The kernel_spin_lock class is defined in wil/resource.h as part of the RAII resource wrappers library. It manages a KSPIN_LOCK exposing appropriate locking methods:

// The constructor initializes the spin lock using KeInitializeSpinLock.
wil::kernel_spin_lock spinLock1;
wil::kernel_spin_lock spinLock2;

// Calls KeAcquireSpinLock. The RAII object returned calls KeReleaseSpinLock
// when it goes out of scope.
auto lockGuard1 = spinLock1.acquire();

// Calls KeAcquireSpinLockAtDpcLevel. The RAII object returned calls
// KeReleaseSpinLockFromDpcLevel when it goes out of scope.
{
    auto lockGuard2 = spinLock2.acquire_at_dpc();
}

// Initialize later.
wil::kspin_lock_guard lockGuard2;

lockGuard2 = spinLock2.acquire();

// Explicit lock release using .reset().
lockGuard2.reset();

The RAII lock guard types returned by these methods are built using unique_any and hence support all the associated functionality, such as default/empty construction, reassignment, explicit reset/release, etc.

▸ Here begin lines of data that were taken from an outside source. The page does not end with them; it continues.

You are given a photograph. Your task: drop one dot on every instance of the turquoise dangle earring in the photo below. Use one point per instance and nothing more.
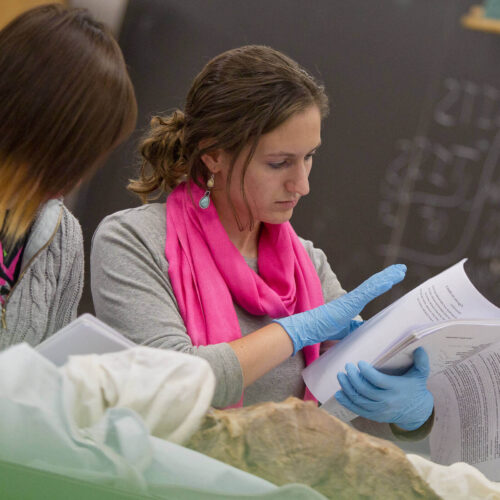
(205, 199)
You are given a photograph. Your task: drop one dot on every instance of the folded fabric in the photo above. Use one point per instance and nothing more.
(459, 481)
(70, 421)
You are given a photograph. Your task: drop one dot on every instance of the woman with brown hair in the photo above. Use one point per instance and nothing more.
(67, 101)
(218, 271)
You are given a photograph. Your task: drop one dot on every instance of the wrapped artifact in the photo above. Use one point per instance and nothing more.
(296, 442)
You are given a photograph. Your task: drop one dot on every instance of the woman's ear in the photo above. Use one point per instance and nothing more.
(214, 160)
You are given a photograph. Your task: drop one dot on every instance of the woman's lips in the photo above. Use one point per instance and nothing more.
(287, 204)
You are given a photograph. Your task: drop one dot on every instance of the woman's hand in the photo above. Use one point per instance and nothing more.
(403, 400)
(333, 321)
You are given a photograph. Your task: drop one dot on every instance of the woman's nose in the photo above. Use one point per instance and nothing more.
(299, 181)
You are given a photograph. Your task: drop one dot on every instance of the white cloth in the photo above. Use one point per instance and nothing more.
(42, 408)
(170, 391)
(459, 481)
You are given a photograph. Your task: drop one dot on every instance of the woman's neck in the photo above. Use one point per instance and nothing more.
(246, 241)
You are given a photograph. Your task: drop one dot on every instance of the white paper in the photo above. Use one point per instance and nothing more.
(467, 413)
(84, 335)
(448, 296)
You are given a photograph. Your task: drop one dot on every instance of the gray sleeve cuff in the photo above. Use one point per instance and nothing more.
(228, 374)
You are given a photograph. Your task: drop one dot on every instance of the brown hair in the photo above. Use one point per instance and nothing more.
(67, 101)
(237, 97)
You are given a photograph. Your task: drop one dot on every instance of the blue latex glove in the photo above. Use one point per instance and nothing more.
(333, 321)
(399, 399)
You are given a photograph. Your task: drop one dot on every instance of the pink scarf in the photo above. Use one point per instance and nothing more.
(208, 272)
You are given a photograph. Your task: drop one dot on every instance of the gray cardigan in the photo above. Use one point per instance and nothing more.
(132, 293)
(46, 295)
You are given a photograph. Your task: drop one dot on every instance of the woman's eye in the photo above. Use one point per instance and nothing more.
(283, 163)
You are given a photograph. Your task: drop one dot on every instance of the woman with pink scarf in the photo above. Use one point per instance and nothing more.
(218, 271)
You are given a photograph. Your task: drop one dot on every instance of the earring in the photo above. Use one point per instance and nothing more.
(205, 199)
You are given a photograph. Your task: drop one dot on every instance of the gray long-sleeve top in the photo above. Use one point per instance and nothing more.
(46, 295)
(132, 293)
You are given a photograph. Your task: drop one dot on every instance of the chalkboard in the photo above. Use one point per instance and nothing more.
(409, 167)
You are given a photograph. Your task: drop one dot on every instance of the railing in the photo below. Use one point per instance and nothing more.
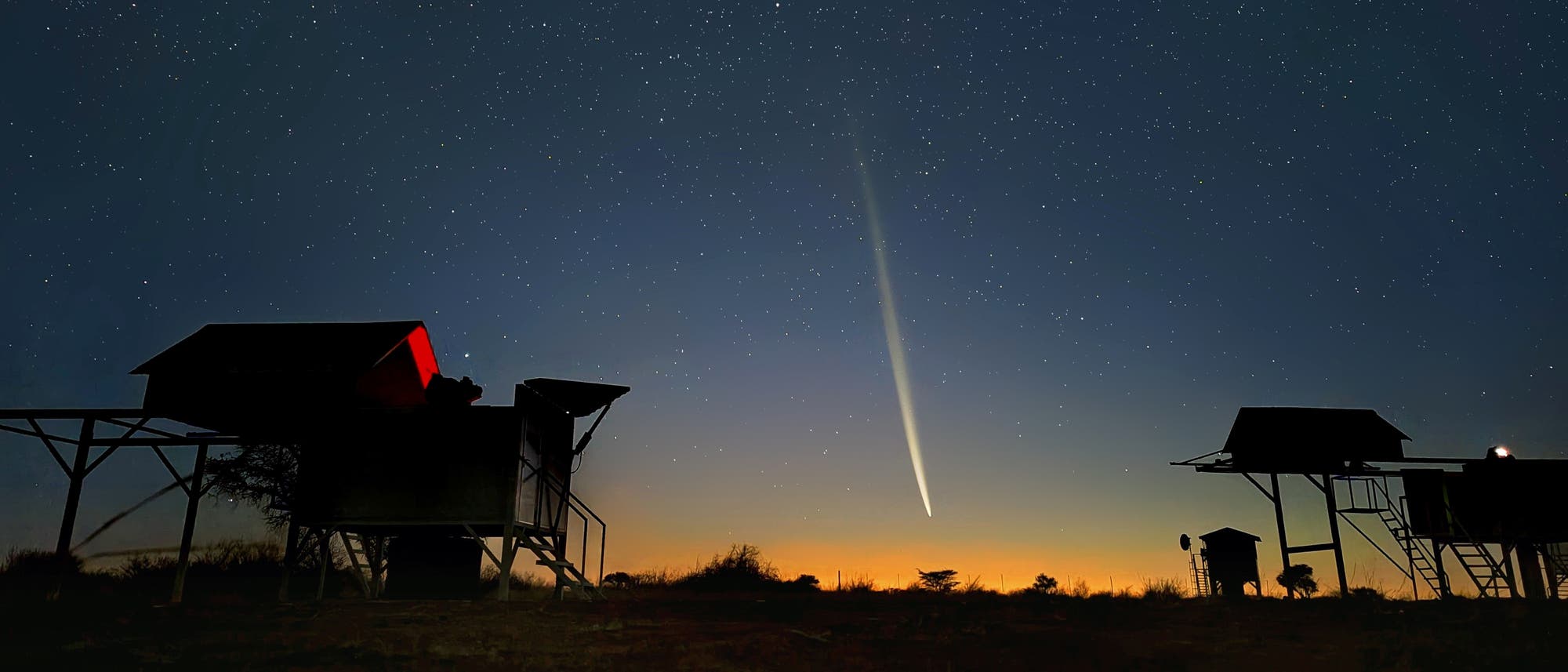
(553, 509)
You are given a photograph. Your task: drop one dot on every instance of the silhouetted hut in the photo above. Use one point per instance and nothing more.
(391, 449)
(1233, 561)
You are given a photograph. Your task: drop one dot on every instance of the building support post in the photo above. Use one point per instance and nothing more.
(79, 471)
(1531, 572)
(194, 495)
(325, 537)
(1552, 570)
(1285, 545)
(291, 558)
(1334, 532)
(1508, 570)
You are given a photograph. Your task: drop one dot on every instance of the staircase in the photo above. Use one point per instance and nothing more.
(368, 559)
(546, 534)
(1200, 575)
(1370, 495)
(1489, 575)
(1556, 559)
(568, 576)
(1417, 554)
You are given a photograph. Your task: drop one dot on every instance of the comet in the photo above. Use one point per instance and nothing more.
(896, 355)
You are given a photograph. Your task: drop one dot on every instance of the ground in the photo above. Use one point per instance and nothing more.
(810, 631)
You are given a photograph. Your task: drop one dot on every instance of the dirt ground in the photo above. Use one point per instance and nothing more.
(813, 631)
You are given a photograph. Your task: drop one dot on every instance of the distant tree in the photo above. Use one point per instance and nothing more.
(1044, 584)
(938, 579)
(1298, 579)
(263, 474)
(267, 476)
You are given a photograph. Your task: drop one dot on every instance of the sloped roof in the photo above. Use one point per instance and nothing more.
(1229, 534)
(575, 396)
(275, 347)
(1296, 429)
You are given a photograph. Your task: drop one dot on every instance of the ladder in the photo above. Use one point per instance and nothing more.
(368, 561)
(1556, 559)
(1374, 498)
(543, 543)
(1489, 575)
(1200, 575)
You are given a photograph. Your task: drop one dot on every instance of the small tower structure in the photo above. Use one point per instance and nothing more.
(1232, 559)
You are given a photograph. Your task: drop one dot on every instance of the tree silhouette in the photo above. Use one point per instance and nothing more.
(1298, 578)
(1044, 584)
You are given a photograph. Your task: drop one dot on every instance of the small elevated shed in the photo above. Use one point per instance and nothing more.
(1232, 558)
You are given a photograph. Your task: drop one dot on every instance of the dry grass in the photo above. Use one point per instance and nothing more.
(785, 631)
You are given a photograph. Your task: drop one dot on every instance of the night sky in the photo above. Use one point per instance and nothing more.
(1106, 228)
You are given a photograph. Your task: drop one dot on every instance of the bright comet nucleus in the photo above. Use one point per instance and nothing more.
(901, 368)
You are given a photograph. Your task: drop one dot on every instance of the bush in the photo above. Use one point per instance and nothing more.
(1080, 589)
(620, 579)
(1298, 579)
(40, 562)
(1042, 586)
(942, 581)
(1367, 592)
(741, 568)
(858, 583)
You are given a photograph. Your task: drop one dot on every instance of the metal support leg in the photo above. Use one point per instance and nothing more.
(1285, 547)
(79, 471)
(194, 495)
(1334, 532)
(509, 553)
(327, 561)
(1443, 575)
(291, 558)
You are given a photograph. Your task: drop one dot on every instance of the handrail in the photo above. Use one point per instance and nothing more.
(568, 504)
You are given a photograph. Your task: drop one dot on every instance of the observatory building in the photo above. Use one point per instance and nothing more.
(394, 460)
(1497, 515)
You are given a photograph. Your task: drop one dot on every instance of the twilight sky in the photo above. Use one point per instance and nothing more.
(1108, 227)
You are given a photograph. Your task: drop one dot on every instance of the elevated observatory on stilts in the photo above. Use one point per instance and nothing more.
(1498, 517)
(396, 462)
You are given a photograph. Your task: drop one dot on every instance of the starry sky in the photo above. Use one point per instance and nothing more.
(1108, 225)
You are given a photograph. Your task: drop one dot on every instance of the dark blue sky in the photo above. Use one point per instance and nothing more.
(1108, 227)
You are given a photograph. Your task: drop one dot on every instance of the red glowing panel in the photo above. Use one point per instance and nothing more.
(424, 355)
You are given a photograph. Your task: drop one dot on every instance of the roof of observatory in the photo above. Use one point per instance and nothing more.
(300, 347)
(1307, 440)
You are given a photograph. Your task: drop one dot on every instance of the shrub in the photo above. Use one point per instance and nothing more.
(1080, 589)
(1164, 589)
(1042, 586)
(741, 568)
(1298, 579)
(1367, 592)
(942, 581)
(620, 579)
(858, 583)
(40, 562)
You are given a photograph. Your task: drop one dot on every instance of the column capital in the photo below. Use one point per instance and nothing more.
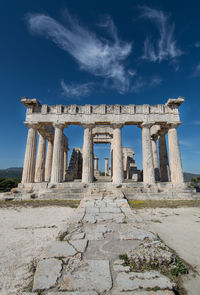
(174, 125)
(31, 125)
(59, 125)
(90, 126)
(117, 125)
(163, 131)
(154, 137)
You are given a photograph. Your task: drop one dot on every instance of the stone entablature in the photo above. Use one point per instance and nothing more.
(103, 114)
(102, 123)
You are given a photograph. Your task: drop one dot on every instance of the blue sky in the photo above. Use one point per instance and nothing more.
(92, 52)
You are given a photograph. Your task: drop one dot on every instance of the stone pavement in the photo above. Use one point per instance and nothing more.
(85, 258)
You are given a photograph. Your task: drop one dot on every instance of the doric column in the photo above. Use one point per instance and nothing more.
(88, 168)
(111, 157)
(48, 164)
(58, 154)
(175, 155)
(118, 172)
(30, 155)
(106, 167)
(163, 156)
(65, 163)
(96, 163)
(148, 168)
(155, 158)
(40, 162)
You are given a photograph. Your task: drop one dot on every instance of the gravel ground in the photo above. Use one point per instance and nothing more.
(24, 232)
(180, 229)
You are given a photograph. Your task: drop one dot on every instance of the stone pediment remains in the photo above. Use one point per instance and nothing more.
(102, 124)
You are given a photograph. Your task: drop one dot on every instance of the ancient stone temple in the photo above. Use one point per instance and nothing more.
(102, 124)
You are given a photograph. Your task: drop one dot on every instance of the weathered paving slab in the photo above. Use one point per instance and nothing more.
(73, 293)
(89, 275)
(134, 280)
(79, 245)
(163, 292)
(87, 257)
(59, 249)
(47, 273)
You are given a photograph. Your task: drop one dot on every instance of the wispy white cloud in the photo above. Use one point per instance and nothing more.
(140, 84)
(196, 70)
(165, 47)
(197, 44)
(196, 122)
(101, 57)
(76, 90)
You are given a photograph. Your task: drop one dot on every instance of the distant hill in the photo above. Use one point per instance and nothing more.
(17, 172)
(189, 176)
(11, 172)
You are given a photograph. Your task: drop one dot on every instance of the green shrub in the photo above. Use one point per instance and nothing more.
(7, 184)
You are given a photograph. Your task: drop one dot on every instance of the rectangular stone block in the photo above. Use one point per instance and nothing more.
(89, 275)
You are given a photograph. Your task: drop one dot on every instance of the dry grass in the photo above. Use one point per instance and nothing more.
(40, 203)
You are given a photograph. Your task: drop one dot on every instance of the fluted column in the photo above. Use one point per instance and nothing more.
(111, 157)
(58, 155)
(48, 165)
(65, 164)
(96, 163)
(30, 155)
(163, 157)
(148, 168)
(118, 172)
(155, 158)
(175, 155)
(106, 167)
(88, 168)
(40, 162)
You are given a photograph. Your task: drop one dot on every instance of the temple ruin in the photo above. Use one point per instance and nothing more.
(102, 124)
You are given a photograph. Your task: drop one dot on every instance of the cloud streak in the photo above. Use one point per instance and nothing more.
(165, 47)
(76, 90)
(100, 57)
(139, 84)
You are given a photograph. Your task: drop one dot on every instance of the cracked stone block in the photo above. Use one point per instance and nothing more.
(135, 234)
(97, 228)
(73, 293)
(58, 249)
(107, 216)
(118, 262)
(119, 268)
(78, 236)
(163, 292)
(94, 236)
(89, 275)
(122, 203)
(110, 210)
(120, 219)
(79, 245)
(89, 218)
(134, 280)
(47, 273)
(92, 210)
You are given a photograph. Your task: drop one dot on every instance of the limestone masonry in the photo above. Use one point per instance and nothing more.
(102, 124)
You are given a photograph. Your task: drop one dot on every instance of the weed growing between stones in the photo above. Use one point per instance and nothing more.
(32, 269)
(157, 256)
(139, 204)
(39, 203)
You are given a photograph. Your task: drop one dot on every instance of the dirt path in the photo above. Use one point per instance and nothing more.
(24, 232)
(180, 229)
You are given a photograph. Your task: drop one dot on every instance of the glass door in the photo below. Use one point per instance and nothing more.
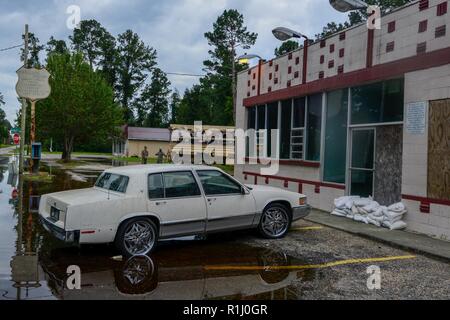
(362, 165)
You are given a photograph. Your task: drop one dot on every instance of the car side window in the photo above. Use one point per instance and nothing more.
(180, 185)
(217, 183)
(155, 186)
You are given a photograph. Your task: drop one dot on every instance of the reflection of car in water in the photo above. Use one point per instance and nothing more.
(174, 273)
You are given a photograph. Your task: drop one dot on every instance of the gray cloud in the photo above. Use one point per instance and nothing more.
(175, 28)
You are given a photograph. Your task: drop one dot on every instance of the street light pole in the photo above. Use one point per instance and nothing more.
(24, 110)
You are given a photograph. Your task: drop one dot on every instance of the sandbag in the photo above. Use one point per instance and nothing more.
(371, 207)
(397, 207)
(399, 225)
(390, 215)
(360, 218)
(336, 213)
(362, 202)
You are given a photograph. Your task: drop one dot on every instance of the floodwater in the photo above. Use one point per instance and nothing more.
(33, 265)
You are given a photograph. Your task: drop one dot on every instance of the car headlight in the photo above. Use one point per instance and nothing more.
(302, 201)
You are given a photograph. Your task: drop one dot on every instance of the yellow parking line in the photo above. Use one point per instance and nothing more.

Though the need should be rare, if you have a raw KSPIN_LOCK not managed by the WIL class, you can use the following functions in the wil namespace to obtain the same RAII lock guard objects returned by the methods on the class:

// Naturally, the burden is on the user to initialize the KSPIN_LOCK.
KSPIN_LOCK spinLock1;
KeInitializeSpinLock(&spinLock1);
KSPIN_LOCK spinLock2;
KeInitializeSpinLock(&spinLock2);

auto lockGuard1 = wil::acquire_kspin_lock(&spinLock1);
auto lockGuard2 = wil::acquire_kspin_lock_at_dpc(&spinLock2);

Gotchas

Lock guard object

There are some gotchas in the use of the lock guard object returned by the acquire() method and the acquire_kspin_lock_xxx functions. See Lock guard object for details.